Helfer und Spender gesucht
Familie Prada machte sich im Frühling 2024 zusammen mit ihrem Team von Handwerkern und Helfern an die Arbeit und suchte Leute, die bei der  Ausstattung des Museums, das sie „SchwabenLand“ nannten, mithelfen wollten. Ich kuratierte das Haus mit und bestückte die Küche und die schwäbische Ecke. Trachten, Kochgeschirr, Wanduhr, Kleider, Bilder  und andere Dinge kamen als Spenden einiger Banater Schwaben aus Deutschland, von Familien aus Schöndorf (Familie Maurer und Denk), aus Jahrmarkt und Liebling (Familie Becker, Hedrich, Griess, Kilzer, Tasch) sowie von einem echten (halben) Charlottenburger, Erhard Berwanger. Weitere Spenden sind willkommen und werden nach und nach beigefügt. Als Grundstock hat Sorin Prada auf Flohmärkten und in vielen österreichischen, deutschen und rumänischen Antiquitätenläden zahlreiche Dinge erworben: Küchengeräte (vom  Butterfass bis zur traditionellen Sodaflasche), Backtröge („Molter“), Holztröge, Wollspindeln, Truhen, Tische und Stühle sowie Werkzeuge für Haus und Hof wie Honigschleuder, Maiskolbenreibe, Getreidemühle, Egge, Kutsche usw. Das Hinterhaus wurde zu einem einladenden Restaurant, ausgestattet mit antiken Bänken, Tischen, Stühlen, Wandschränken, einer Getreidemühle und den Brotträgen als Lampen an der Decke ausgestattet.  Kirchenstühle dienen als Sitzgelegenheiten an den langen Tischen. Dahinter ist ein Spielplatz und der Sommergarten, umsäumt von einer Baumreihe. Ein Bach in der Nähe eines Wäldchens auf den Hügeln lädt zum Wandern ein. In der Küche sind Einheimische aus Charlottenburg tätig, es werden auch Spezialitäten der banatschwäbischen Küche angeboten.

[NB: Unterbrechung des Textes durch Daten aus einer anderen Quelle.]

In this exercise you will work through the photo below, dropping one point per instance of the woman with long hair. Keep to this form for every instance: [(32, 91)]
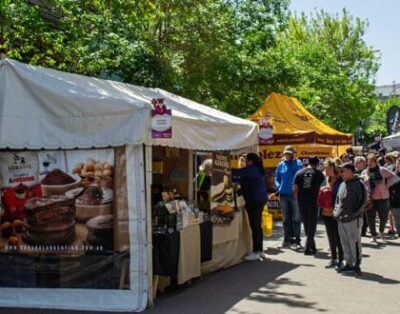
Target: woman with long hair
[(378, 180), (326, 200), (251, 179)]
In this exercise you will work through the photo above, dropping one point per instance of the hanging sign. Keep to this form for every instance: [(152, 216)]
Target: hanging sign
[(222, 205), (392, 120), (161, 120), (266, 134)]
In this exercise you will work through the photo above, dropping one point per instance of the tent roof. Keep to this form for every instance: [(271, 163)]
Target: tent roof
[(44, 108), (291, 119)]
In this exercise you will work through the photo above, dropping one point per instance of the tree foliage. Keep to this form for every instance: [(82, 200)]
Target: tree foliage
[(229, 54)]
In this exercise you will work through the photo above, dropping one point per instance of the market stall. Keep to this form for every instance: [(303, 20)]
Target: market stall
[(78, 159), (190, 237), (284, 121), (392, 141), (73, 222)]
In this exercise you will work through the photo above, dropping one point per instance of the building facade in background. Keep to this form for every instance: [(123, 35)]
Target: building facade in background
[(385, 91)]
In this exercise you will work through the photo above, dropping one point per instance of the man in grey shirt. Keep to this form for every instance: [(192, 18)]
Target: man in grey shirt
[(349, 207)]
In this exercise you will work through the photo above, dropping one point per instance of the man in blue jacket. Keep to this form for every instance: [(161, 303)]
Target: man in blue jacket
[(284, 181)]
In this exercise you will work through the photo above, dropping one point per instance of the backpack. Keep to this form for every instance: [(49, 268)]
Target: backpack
[(325, 197)]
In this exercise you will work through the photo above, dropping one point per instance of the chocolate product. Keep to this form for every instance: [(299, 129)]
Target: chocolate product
[(18, 225), (6, 229), (93, 202), (50, 220), (57, 177), (92, 196), (20, 191), (100, 231)]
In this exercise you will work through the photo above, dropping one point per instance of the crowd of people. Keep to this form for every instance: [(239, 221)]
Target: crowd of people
[(347, 193)]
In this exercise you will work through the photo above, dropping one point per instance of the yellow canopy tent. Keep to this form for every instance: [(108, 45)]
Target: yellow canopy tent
[(294, 125)]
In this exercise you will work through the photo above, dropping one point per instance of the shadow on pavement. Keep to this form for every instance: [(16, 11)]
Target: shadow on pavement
[(392, 243), (375, 246), (219, 292), (323, 255), (378, 278)]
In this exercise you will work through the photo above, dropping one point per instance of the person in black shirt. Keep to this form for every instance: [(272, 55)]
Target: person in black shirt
[(307, 183), (395, 198)]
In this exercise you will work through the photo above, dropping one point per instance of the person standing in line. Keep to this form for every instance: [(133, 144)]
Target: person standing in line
[(361, 164), (349, 205), (390, 163), (378, 180), (307, 183), (395, 198), (326, 201), (284, 180), (252, 183)]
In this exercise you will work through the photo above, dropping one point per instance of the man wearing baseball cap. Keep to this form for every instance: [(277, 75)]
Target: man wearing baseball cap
[(307, 183), (349, 207), (284, 181)]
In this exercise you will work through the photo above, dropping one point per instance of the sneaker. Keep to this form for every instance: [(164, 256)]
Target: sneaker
[(332, 264), (346, 268), (339, 266), (296, 246), (252, 257), (357, 271)]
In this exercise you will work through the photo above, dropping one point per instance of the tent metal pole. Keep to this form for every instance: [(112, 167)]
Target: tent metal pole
[(149, 181)]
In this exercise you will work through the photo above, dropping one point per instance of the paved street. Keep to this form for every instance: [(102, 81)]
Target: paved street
[(288, 282)]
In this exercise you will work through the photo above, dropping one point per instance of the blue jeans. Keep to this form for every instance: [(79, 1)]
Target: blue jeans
[(291, 217)]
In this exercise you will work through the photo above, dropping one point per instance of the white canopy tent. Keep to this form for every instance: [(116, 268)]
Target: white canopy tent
[(47, 109), (392, 141)]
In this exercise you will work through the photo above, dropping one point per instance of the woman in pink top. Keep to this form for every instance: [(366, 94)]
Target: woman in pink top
[(378, 181)]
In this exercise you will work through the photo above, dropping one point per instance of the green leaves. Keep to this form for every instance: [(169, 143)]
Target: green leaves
[(228, 54)]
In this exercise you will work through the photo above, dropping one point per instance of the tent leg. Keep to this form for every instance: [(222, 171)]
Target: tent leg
[(149, 180)]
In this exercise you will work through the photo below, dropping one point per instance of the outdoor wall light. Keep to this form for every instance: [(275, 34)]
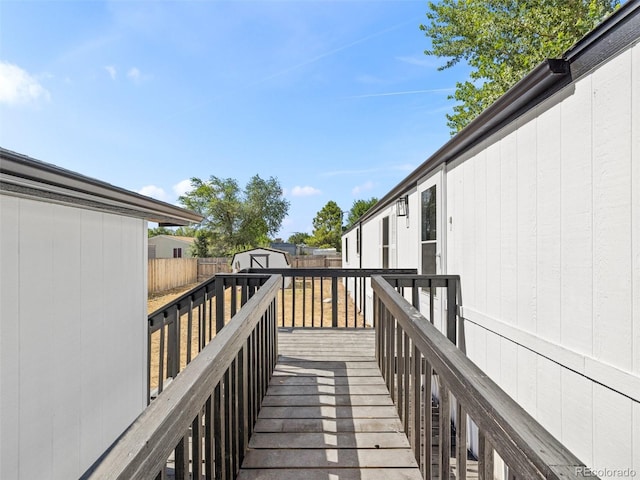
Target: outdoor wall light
[(402, 206)]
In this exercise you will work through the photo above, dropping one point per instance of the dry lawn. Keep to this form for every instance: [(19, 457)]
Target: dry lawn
[(312, 298)]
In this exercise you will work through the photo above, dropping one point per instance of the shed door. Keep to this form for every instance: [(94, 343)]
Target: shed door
[(430, 226)]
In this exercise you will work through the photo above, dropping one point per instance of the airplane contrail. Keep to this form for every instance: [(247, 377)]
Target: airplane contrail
[(406, 92)]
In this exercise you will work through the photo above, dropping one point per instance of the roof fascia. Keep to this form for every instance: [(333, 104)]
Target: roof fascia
[(29, 178)]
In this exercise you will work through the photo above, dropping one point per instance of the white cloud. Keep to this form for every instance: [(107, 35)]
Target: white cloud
[(305, 191), (154, 192), (111, 70), (17, 86), (182, 187), (358, 189), (137, 76)]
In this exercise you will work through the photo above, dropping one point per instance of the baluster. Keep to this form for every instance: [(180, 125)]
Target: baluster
[(304, 300), (417, 397), (196, 447), (161, 361), (181, 458), (209, 433), (407, 375), (427, 418), (189, 330), (399, 368), (219, 431), (445, 430)]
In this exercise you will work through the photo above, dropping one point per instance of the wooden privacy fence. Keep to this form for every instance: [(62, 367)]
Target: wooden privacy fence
[(201, 425), (167, 273)]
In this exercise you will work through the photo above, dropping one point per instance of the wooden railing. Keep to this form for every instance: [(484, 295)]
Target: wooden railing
[(182, 328), (323, 297), (425, 371), (201, 424)]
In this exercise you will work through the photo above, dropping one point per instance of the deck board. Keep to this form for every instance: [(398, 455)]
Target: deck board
[(328, 413)]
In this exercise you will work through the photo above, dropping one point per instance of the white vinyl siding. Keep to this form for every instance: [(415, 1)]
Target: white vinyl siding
[(72, 336), (546, 219)]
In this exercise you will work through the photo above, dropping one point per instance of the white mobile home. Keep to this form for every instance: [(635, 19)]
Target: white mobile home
[(73, 330), (536, 205), (171, 246)]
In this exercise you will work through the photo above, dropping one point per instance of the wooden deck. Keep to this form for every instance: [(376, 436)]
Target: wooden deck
[(328, 414)]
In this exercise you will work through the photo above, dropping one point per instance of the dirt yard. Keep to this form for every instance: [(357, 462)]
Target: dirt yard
[(158, 300)]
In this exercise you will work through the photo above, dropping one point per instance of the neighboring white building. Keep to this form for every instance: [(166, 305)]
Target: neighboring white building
[(171, 246), (73, 311), (536, 205)]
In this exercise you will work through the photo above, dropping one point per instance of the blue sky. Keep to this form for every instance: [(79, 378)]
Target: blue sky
[(334, 98)]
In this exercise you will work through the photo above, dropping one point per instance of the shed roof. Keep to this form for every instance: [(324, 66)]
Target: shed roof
[(24, 176)]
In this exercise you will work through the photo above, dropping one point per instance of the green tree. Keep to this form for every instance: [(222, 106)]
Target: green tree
[(234, 217), (327, 227), (154, 232), (503, 40), (200, 247), (299, 238), (358, 209)]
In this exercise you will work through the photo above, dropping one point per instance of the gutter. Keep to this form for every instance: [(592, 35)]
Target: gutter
[(544, 80)]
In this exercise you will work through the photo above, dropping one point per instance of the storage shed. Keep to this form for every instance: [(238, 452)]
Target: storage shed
[(171, 246), (536, 205), (73, 310), (260, 258)]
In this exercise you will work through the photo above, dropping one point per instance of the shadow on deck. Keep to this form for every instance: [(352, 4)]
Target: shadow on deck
[(328, 413)]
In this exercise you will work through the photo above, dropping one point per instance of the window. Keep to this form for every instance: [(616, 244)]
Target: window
[(385, 242), (429, 231)]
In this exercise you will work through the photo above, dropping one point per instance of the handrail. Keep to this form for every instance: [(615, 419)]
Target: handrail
[(326, 297), (411, 351), (189, 322), (226, 381)]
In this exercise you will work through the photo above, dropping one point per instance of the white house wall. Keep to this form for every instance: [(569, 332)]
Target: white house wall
[(545, 236), (72, 335)]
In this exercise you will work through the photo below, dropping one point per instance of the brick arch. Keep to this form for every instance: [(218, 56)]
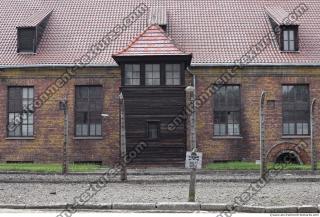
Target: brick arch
[(297, 149)]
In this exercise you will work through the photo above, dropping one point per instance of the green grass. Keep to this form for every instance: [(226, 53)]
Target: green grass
[(48, 168), (237, 165)]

Im Nachbarhaus des SchwabenLand-Museums, dem Jagdhaus der Temeswarer Forstdirektion, wurde bereits 2014 anlässlich des 110jährigen Bestehens des Jagdparks ein Jagdmuseum eröffnet (Muzeul Cinegetic Charlottenburg). Das einzigartige Haus präsentiert die Fauna der Gegend, aber auch Tiere aus der Banater Wiese und Hecke wie auch aus den Karpaten. Schulgruppen, auch behinderte Kinder, werden hier pädagogisch betreut. Eine gute Ergänzung zum „SchwabenLand“, wo  Erinnerungen lebendig werden. Wer seine Vergangenheit kennt, kann seine Zukunft besser gestalten. Viele Museumsbesucher dieses Sommers konnten in ihren Erinnerungen die alte Zeit wieder aufleben lassen. Das Museum „SchwabenLand“ ist noch ausbaufähig und erwartet seine neugierigen Gäste. Wer noch Erinnerungsstücke ans Museum spenden möchte, ist herzlich willkommen. Es werden Alltagsdinge und Werkzeuge und insbesondere auch noch Trachten gesucht.